For England fans, it was the most famous moment of the 1982 World Cup.
Keegan, the star of the team, finally making his first appearance at the tournament as a substitute after injury.
In the dying minutes against the hosts Spain, the chance to put England into the semi finals fell his way. His diving header sailed wide of the post.
“I picked him up and just said to him, ‘Come on, we’ll get another chance’,” Mariner remembers.
“You have to think like that as a player.
“Kevin was someone I really looked up to. He’s one of the greatest guys you could wish to meet and he had helped me unbelievably with England.”

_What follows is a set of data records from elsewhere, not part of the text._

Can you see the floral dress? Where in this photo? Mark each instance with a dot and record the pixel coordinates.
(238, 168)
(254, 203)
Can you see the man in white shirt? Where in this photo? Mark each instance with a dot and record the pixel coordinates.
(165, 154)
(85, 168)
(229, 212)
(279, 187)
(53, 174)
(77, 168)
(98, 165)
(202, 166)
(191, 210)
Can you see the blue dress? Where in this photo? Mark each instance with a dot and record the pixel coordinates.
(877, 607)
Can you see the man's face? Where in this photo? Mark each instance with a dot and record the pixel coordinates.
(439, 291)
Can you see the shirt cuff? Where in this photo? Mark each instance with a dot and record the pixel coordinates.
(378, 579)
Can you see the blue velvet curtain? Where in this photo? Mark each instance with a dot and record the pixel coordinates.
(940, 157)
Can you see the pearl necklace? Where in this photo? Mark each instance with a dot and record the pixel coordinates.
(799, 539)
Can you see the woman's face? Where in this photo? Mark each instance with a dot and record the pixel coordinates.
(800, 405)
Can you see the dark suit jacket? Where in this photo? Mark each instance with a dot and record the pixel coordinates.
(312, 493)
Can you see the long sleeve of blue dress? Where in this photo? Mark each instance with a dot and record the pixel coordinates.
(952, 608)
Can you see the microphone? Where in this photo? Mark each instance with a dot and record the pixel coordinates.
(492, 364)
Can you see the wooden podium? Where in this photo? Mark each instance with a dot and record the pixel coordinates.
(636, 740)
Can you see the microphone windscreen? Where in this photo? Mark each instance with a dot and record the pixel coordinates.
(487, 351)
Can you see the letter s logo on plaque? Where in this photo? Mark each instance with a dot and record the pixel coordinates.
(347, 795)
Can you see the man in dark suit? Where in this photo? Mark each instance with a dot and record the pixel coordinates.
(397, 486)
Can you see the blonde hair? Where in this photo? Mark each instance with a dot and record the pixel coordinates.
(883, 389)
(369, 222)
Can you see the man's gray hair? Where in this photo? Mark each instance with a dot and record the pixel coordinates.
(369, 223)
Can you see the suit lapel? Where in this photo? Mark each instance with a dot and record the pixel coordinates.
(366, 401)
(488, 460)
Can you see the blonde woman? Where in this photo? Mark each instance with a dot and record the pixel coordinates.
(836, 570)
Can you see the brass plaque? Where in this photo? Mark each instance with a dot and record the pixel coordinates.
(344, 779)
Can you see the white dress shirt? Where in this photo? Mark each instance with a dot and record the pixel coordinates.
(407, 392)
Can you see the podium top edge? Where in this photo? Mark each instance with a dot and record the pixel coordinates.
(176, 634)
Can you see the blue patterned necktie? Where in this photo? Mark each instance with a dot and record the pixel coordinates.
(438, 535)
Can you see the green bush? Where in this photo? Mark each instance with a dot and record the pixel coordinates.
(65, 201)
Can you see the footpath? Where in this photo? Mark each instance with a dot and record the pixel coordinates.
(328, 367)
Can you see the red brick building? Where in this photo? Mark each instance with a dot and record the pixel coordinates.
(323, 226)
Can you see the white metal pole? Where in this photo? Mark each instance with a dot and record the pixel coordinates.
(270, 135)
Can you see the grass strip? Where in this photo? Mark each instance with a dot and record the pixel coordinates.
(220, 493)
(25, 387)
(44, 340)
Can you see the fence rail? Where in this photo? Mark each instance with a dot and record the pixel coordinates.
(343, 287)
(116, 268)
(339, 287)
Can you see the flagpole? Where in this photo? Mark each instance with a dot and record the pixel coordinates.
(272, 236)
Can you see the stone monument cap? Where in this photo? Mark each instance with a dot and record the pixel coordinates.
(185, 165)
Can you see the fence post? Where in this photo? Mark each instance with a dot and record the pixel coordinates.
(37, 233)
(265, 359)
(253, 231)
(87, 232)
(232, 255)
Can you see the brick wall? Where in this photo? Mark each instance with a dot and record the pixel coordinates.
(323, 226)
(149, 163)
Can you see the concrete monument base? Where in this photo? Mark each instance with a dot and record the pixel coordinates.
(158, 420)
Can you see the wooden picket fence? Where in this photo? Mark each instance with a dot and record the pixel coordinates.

As it happened, they never did get another chance.
The game finished 0-0 – just as their previous game in the second group stage had done, against West Germany.
The format was scrapped four years later, but England were out.
“It was a strange format, we only conceded one goal in the whole World Cup and never lost a game,” Mariner says.
“Leaving the pitch at the end of that Spain game, we knew we were out and it was so disappointing.
“We were in a group with West Germany, which is always a tough game, and we played Spain at the Bernabeu in Madrid, which wasn’t going to be easy either. It’s like trying to beat England at Wembley.
“It was frustrating, we just couldn’t score in either game.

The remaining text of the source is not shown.